Caio Cordeiro questiona tratamento desigual em projeto sobre maus-tratos a animais na Câmara de VG O vereador Caio Cordeiro levantou questionamentos sobre o andamento de projetos relacionados à responsabilização de agressores em casos de maus-tratos contra animais na Câmara Municipal de Várzea Grande.

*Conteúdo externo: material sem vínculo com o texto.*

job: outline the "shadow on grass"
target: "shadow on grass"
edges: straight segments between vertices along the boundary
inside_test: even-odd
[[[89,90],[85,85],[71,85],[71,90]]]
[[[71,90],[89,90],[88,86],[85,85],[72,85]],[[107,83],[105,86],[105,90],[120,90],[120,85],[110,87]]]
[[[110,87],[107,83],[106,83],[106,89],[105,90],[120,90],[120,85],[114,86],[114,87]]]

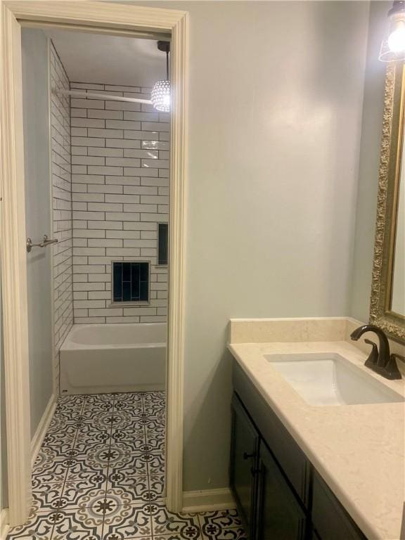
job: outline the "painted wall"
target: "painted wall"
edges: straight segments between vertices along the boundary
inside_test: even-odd
[[[70,81],[58,53],[51,44],[51,88],[68,90]],[[72,174],[70,98],[51,94],[51,160],[52,162],[53,374],[59,387],[59,349],[73,324]]]
[[[48,40],[43,32],[22,32],[22,101],[27,236],[49,234]],[[53,393],[51,252],[27,253],[31,436]]]
[[[150,89],[71,83],[149,98]],[[167,267],[158,224],[168,221],[169,115],[150,105],[71,100],[73,287],[76,324],[165,322]],[[148,304],[111,302],[111,262],[149,261]]]
[[[352,316],[364,321],[368,321],[370,309],[384,112],[385,65],[379,61],[378,54],[388,31],[387,13],[390,6],[389,2],[370,3],[350,309]]]
[[[350,311],[368,4],[153,6],[190,13],[184,489],[210,489],[229,318]]]
[[[4,388],[4,354],[3,351],[3,317],[0,288],[0,515],[8,503],[7,441],[6,439],[6,401]],[[1,520],[0,520],[1,525]]]

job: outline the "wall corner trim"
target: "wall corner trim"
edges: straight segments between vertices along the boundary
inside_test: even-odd
[[[0,540],[6,540],[9,529],[8,508],[2,508],[0,510]]]
[[[39,454],[39,450],[46,435],[46,431],[53,416],[55,409],[56,409],[56,398],[55,394],[52,394],[46,408],[44,411],[41,421],[38,424],[37,431],[34,434],[34,437],[31,441],[31,466],[34,466],[34,463],[37,459],[37,456]]]
[[[229,487],[183,491],[183,512],[210,512],[236,508]]]

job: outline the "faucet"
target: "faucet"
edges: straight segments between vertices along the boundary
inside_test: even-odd
[[[350,338],[357,341],[366,332],[373,332],[378,337],[380,347],[378,348],[372,341],[364,340],[366,343],[372,346],[371,352],[364,366],[386,379],[401,378],[401,372],[398,369],[395,359],[399,358],[401,360],[402,358],[398,354],[390,354],[390,342],[381,328],[373,324],[364,324],[356,328],[350,334]]]

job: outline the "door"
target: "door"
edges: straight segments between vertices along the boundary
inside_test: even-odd
[[[256,469],[259,434],[236,394],[232,398],[230,485],[245,530],[255,538]]]
[[[257,540],[304,540],[305,514],[263,442],[259,470]]]
[[[48,40],[43,32],[22,32],[22,101],[27,237],[51,237]],[[58,210],[55,210],[58,211]],[[51,249],[27,252],[31,437],[53,394]]]

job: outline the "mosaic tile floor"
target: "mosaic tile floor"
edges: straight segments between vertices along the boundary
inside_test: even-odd
[[[165,406],[161,392],[59,398],[7,540],[245,540],[235,510],[166,509]]]

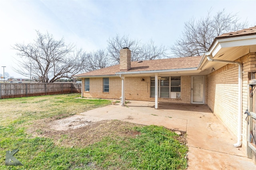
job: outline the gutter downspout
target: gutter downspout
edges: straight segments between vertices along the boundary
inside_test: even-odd
[[[83,82],[84,79],[82,79],[82,84],[81,85],[81,98],[83,98]]]
[[[125,77],[122,76],[121,74],[120,74],[119,76],[122,79],[122,96],[121,97],[121,106],[125,106],[125,97],[124,96]]]
[[[235,147],[239,147],[242,145],[242,95],[243,88],[243,64],[240,62],[236,61],[228,61],[214,59],[212,56],[210,52],[205,53],[207,56],[207,59],[210,61],[219,63],[224,63],[229,64],[234,64],[238,66],[238,124],[237,129],[237,143],[234,144]]]

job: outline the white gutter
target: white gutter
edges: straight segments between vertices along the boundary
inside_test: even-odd
[[[98,78],[99,77],[118,77],[118,75],[103,75],[102,76],[74,76],[73,77],[75,78]]]
[[[238,66],[238,124],[237,129],[237,143],[234,144],[235,147],[239,147],[242,145],[242,95],[243,88],[243,64],[240,62],[226,60],[220,60],[214,59],[212,58],[212,56],[210,52],[205,53],[207,56],[207,59],[210,61],[216,62],[219,63],[224,63],[229,64],[234,64]]]
[[[167,72],[176,72],[179,71],[196,71],[197,67],[188,68],[182,68],[182,69],[174,69],[170,70],[155,70],[152,71],[132,71],[128,72],[116,72],[116,74],[150,74],[150,73],[161,73]]]
[[[122,79],[122,96],[121,97],[121,106],[125,106],[125,87],[124,87],[124,77],[122,76],[121,74],[119,75]]]
[[[82,84],[81,85],[81,97],[83,98],[83,79],[82,79]]]

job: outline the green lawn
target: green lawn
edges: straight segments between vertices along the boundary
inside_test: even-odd
[[[106,100],[74,99],[79,97],[71,94],[0,100],[0,170],[186,168],[187,147],[175,139],[177,135],[162,127],[121,126],[126,131],[138,135],[114,133],[93,144],[72,147],[56,145],[53,138],[28,132],[36,122],[61,119],[111,104]],[[14,156],[24,166],[6,166],[5,151],[16,148],[20,151]]]

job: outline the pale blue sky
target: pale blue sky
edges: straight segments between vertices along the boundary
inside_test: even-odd
[[[11,45],[28,43],[35,30],[46,31],[56,39],[62,37],[90,51],[106,47],[117,33],[158,45],[174,44],[181,35],[184,23],[225,8],[238,13],[249,27],[256,25],[255,1],[196,0],[5,0],[0,1],[0,66],[15,77],[16,51]],[[18,64],[18,63],[17,63]],[[0,73],[3,74],[2,67]]]

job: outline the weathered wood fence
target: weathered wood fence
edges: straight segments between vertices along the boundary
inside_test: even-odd
[[[81,83],[0,83],[0,99],[80,93]]]

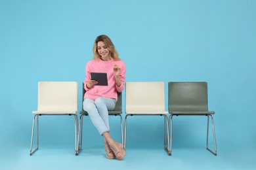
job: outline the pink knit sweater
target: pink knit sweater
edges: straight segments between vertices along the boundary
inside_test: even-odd
[[[121,86],[117,86],[116,83],[116,78],[114,74],[113,68],[115,65],[117,65],[120,68]],[[99,97],[106,98],[112,98],[117,101],[117,93],[123,91],[125,86],[126,67],[121,60],[102,61],[100,59],[92,60],[89,61],[85,67],[85,80],[84,81],[84,88],[87,91],[85,94],[85,98],[89,98],[95,100]],[[106,73],[108,76],[108,86],[93,86],[91,88],[88,88],[86,84],[91,78],[91,72]]]

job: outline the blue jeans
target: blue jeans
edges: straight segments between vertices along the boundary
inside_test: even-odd
[[[83,110],[88,112],[100,135],[110,131],[108,110],[115,109],[116,103],[114,99],[104,97],[98,97],[96,100],[85,98],[83,102]]]

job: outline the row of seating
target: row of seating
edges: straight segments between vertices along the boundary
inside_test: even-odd
[[[83,101],[86,92],[83,84]],[[72,115],[75,117],[75,151],[78,155],[82,149],[83,118],[88,116],[80,112],[78,124],[78,83],[77,82],[39,82],[38,84],[37,110],[33,111],[30,155],[39,148],[39,116],[45,115]],[[205,82],[170,82],[168,83],[168,112],[165,111],[163,82],[127,82],[125,83],[125,118],[124,134],[122,118],[122,94],[117,94],[115,109],[109,115],[119,116],[121,136],[126,150],[127,120],[129,116],[163,116],[164,118],[164,150],[171,156],[173,143],[174,116],[206,116],[207,118],[206,148],[217,155],[217,144],[213,114],[208,110],[207,83]],[[214,151],[208,146],[209,118],[211,120]],[[33,150],[34,129],[37,127],[37,146]]]

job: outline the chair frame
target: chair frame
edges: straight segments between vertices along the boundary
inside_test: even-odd
[[[125,135],[124,135],[124,144],[123,149],[126,150],[126,136],[127,136],[127,117],[129,116],[163,116],[164,123],[163,123],[163,149],[165,150],[167,154],[170,152],[169,148],[169,122],[167,115],[164,114],[127,114],[125,120]]]
[[[33,119],[33,125],[32,125],[32,133],[31,136],[31,143],[30,143],[30,156],[32,156],[36,150],[39,149],[39,116],[74,116],[75,117],[75,153],[77,152],[77,129],[78,129],[78,118],[77,115],[74,114],[35,114]],[[36,120],[36,138],[37,138],[37,146],[33,150],[33,135],[34,135],[34,129],[35,129],[35,122]]]
[[[170,97],[170,92],[169,92],[169,86],[171,86],[171,83],[173,83],[173,82],[169,82],[168,85],[169,85],[169,88],[168,88],[168,94],[169,94],[169,101],[168,101],[168,105],[169,105],[169,107],[170,103],[169,103],[169,97]],[[178,82],[178,83],[181,83],[181,82]],[[181,82],[181,83],[183,83],[183,82]],[[184,82],[184,83],[193,83],[193,82]],[[207,88],[207,82],[203,82],[203,83],[205,83],[206,84],[206,88]],[[207,97],[206,99],[208,99],[208,96],[207,96]],[[207,109],[208,109],[208,102],[207,102]],[[207,113],[207,112],[209,112],[209,113]],[[205,116],[207,117],[207,137],[206,137],[206,149],[207,150],[209,150],[211,153],[212,153],[213,154],[214,154],[215,156],[217,156],[217,144],[216,144],[216,136],[215,136],[215,126],[214,126],[214,120],[213,120],[213,114],[214,114],[214,112],[209,112],[209,111],[205,111],[205,112],[202,112],[202,114],[200,113],[198,113],[198,114],[177,114],[177,113],[171,113],[172,112],[169,110],[169,112],[170,113],[170,115],[169,116],[169,125],[170,125],[170,139],[169,139],[169,156],[171,156],[172,155],[172,152],[173,152],[173,150],[172,150],[172,145],[173,145],[173,116]],[[212,129],[213,129],[213,141],[214,141],[214,147],[215,147],[215,151],[213,151],[212,150],[211,150],[209,148],[209,145],[208,145],[208,142],[209,142],[209,117],[211,117],[211,125],[212,125]]]
[[[33,114],[34,116],[33,118],[33,123],[32,123],[32,135],[31,135],[31,142],[30,142],[30,156],[32,156],[35,151],[37,151],[39,149],[39,116],[72,116],[73,115],[75,118],[75,152],[77,152],[77,139],[78,135],[78,118],[76,113],[61,113],[61,114]],[[34,138],[34,131],[35,131],[35,124],[36,124],[36,147],[35,149],[33,150],[33,138]]]
[[[125,94],[126,94],[126,88],[127,86],[125,86]],[[126,108],[126,101],[125,101],[125,108]],[[168,118],[167,114],[164,113],[150,113],[147,114],[146,113],[142,113],[140,114],[139,112],[137,113],[127,113],[127,112],[125,110],[126,116],[125,119],[125,134],[124,134],[124,145],[123,148],[124,150],[126,150],[126,139],[127,139],[127,118],[129,116],[163,116],[164,118],[164,124],[163,124],[163,148],[165,150],[165,152],[169,154],[169,122],[168,122]]]
[[[84,88],[84,84],[83,83],[83,96],[82,101],[84,100],[84,95],[86,93],[86,90]],[[82,103],[83,103],[82,102]],[[123,146],[123,117],[122,117],[122,94],[121,92],[117,92],[117,101],[116,103],[117,106],[121,107],[120,110],[116,110],[116,109],[114,110],[108,111],[109,116],[119,116],[120,117],[120,124],[121,124],[121,143]],[[75,152],[75,155],[78,156],[81,150],[82,150],[82,139],[83,139],[83,116],[89,116],[88,113],[83,110],[83,104],[82,104],[82,110],[80,112],[80,123],[78,128],[78,139],[77,139],[77,150]]]

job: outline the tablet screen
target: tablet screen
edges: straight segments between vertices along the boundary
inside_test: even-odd
[[[108,78],[106,73],[91,73],[91,79],[98,82],[95,86],[108,86]]]

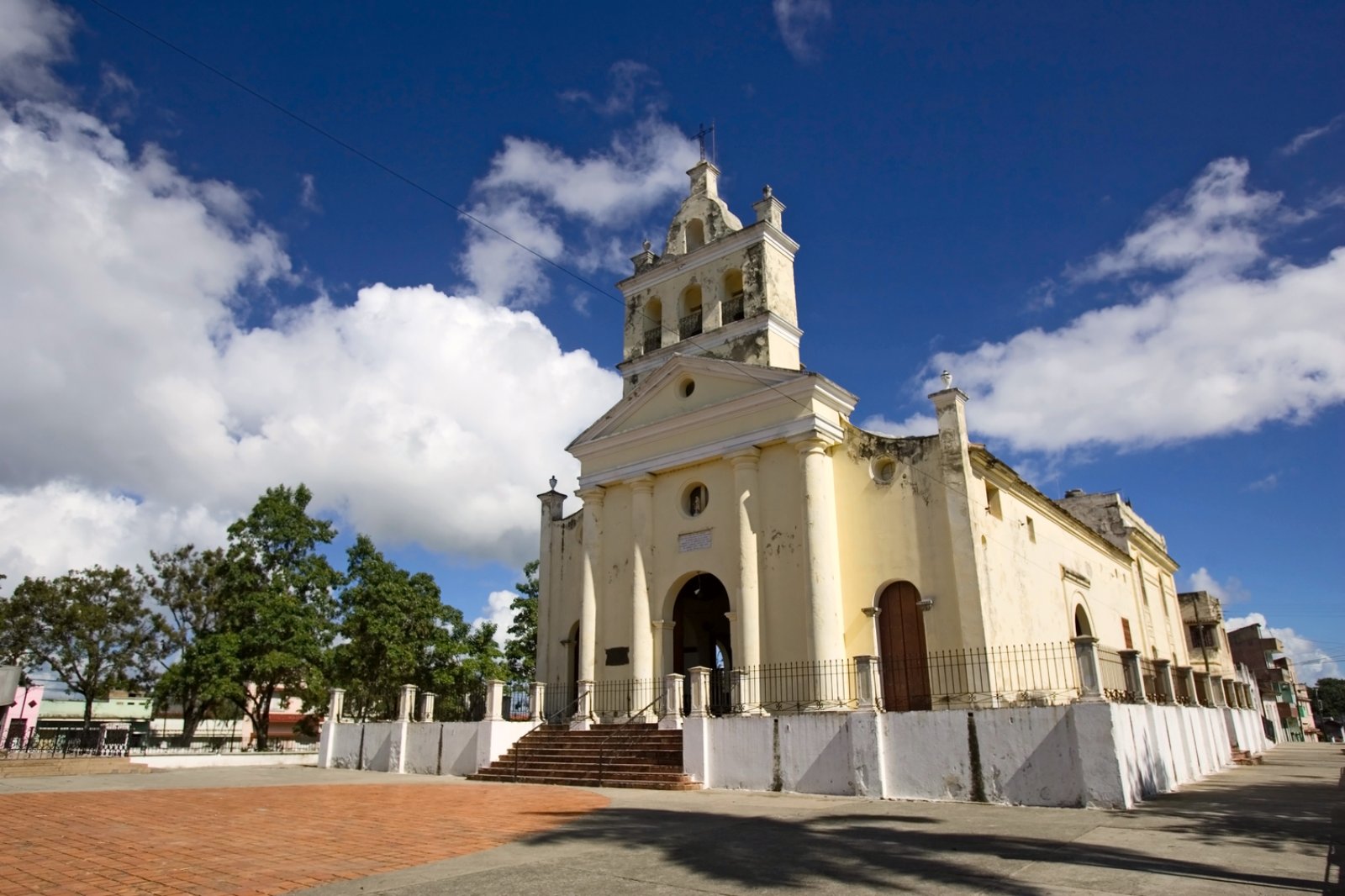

Segundo o parlamentar, em abril de 2025 ele apresentou um projeto de lei com o objetivo de fazer com que pessoas responsáveis por maus-tratos a animais arcassem com as despesas do tratamento do animal agredido. A proposta, conforme documentos citados por Caio, foi protocolada em 1º de abril de 2025, encaminhada à Comissão de Constituição e Justiça no dia 8 de abril e recebeu parecer favorável da CCJ em 14 de maio.
Depois disso, o projeto foi encaminhado à Comissão de Meio Ambiente no dia 20 de maio. De acordo com o vereador, a matéria ficou sem votação entre maio e setembro e, somente em outubro, recebeu parecer contrário, com apontamentos sobre a necessidade de revisão e alteração do texto.
Caio também afirma que chegou a receber um documento solicitando sua assinatura para retirada do próprio projeto de pauta, o que ele disse não ter feito. Ainda segundo o parlamentar, o parecer contrário não chegou a ser apreciado em plenário, e a proposta acabou ficando travada.
A discussão voltou à tona após a inclusão, na pauta da sessão desta terça-feira, de outro projeto com a mesma ideia central: fazer com que o agressor arque com despesas causadas por maus-tratos a animais. Para Caio, o novo texto é mais curto e genérico, mas preserva o mesmo princípio defendido em sua proposta original.
O vereador afirmou que votará favoravelmente ao novo projeto, destacando que não tem vaidade em relação à autoria quando a pauta é positiva para a cidade. Segundo ele, o objetivo é garantir que a causa avance, independentemente de quem assina a proposta.
Apesar do apoio declarado, Caio questiona o tratamento dado aos projetos dentro da Câmara. Para ele, a situação levanta uma reflexão sobre possíveis diferenças na tramitação de matérias semelhantes.
“Eu não quero pagar mal com mal. Amanhã o projeto terá meu apoio. Mas a população precisa saber o que acontece nos bastidores. Quando é projeto nosso, aparecem travas, demora e justificativas. Quando convém, anda. Isso é protocolo ou é dois pesos e duas medidas?”, questionou o vereador.
O caso reacende o debate sobre transparência, critérios de tramitação e tratamento isonômico entre os parlamentares. Para Caio, projetos de interesse público não devem ser prejudicados por disputas políticas, vaidades ou situações de bastidor.